If you are among the millions of American households who adopted a dog during the past 12 months, you’re likely familiar with the KONG toy, a hollow, rugged rubber cone that can be filled with treats. It seems like a perfect shape for chewing – but that wasn’t its first purpose.
In 1970, KONG inventor Joe Markham owned an auto repair shop in downtown Denver that was prone to burglary. “It wasn’t a great area at the time,” says company president K.D. Decker.
Frustrated, the 25-year-old auto mechanic turned to the police, requesting more patrols in the area, but his request was denied due to budget cuts. The officers at his local precinct recommended an alternative: Get a guard dog.
Coincidentally, Markham knew of a pup that needed a home and could be had for free. Fritz, a lovable German Shepard, had just flunked out of the police academy’s canine division for “excessive chewing.”
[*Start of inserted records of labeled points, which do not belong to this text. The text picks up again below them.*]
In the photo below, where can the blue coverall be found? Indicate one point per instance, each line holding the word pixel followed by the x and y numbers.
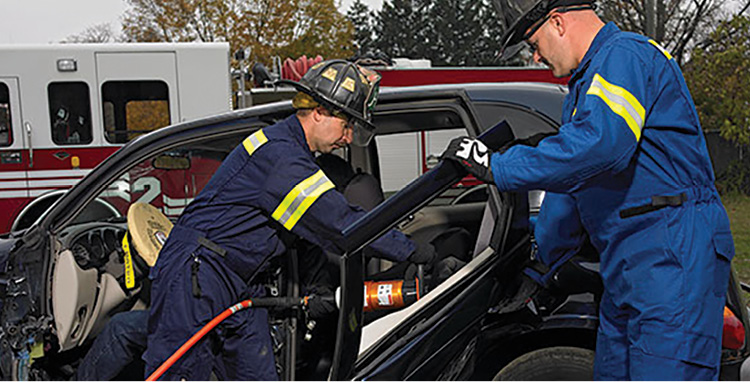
pixel 268 183
pixel 632 157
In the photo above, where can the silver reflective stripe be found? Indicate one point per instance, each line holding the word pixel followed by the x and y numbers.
pixel 300 198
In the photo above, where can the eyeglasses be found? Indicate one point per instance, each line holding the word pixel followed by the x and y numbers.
pixel 535 27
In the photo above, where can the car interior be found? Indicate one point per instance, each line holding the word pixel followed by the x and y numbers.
pixel 88 281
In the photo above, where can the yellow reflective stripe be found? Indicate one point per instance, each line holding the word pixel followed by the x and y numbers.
pixel 661 49
pixel 254 141
pixel 302 196
pixel 621 102
pixel 128 264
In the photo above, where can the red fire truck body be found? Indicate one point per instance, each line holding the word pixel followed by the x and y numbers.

A dog lover, Markham jumped at the chance to rescue a fine animal that would also deliver a security system to his shop.
Markham never regretted his decision to adopt Fritz, but soon after adopting him discovered the scope of the dog’s chewing addiction. “Fritz would chew on anything he found, but he especially liked rocks,” says Decker. As a result, he was grinding away his teeth. Markham tried everything from animal bones to radiator hoses attempting to curb the dog’s behavior.
Nothing worked; Fritz tore everything up and went back to rocks.
“Joe turned to veterinarians and other dog behavior experts to try to take care of the problem,” says Decker. “He hit dead ends at every turn.”
Then one day, while working on a customer’s late 1960s Volkswagen Type 2 Bus, Markham heard Fritz going crazy. With the vehicle’s suspension in a state of disassembly, the chew-crazy canine had gotten hold of a bulbous rubber axle stop that had rolled away from the parts pile 1. And he wasn’t tearing it up.
The pliable yet tough nature of the rubber and its shape made the stop ideal for a dog like Fritz – strong enough to survive under his powerful bite, yet soft enough not to damage his teeth. It made Markham think: “This would be a good dog toy.”
Markham spent the next six years experimenting with the rubber composition, size, and shape of the toy. He even contacted Volkswagen to buy the parts in bulk but couldn’t reach the right person. So, he turned to rubber experts in Germany to finalize the right chemistry and composition. “He wanted to be associated with German build quality and engineering,” says Decker.
Markham settled on a design very similar to the axle stop. It had a rounder, closed top that made it bounce more like an animal trying to escape a predator. “Dogs love that,” says Decker.
Markham started selling the snowman-shaped KONG in 1976. It was an instant hit, and today millions of KONG toys have found homes with dogs around the world – thanks to one dog who just wouldn’t stop chewing on part of a Volkswagen.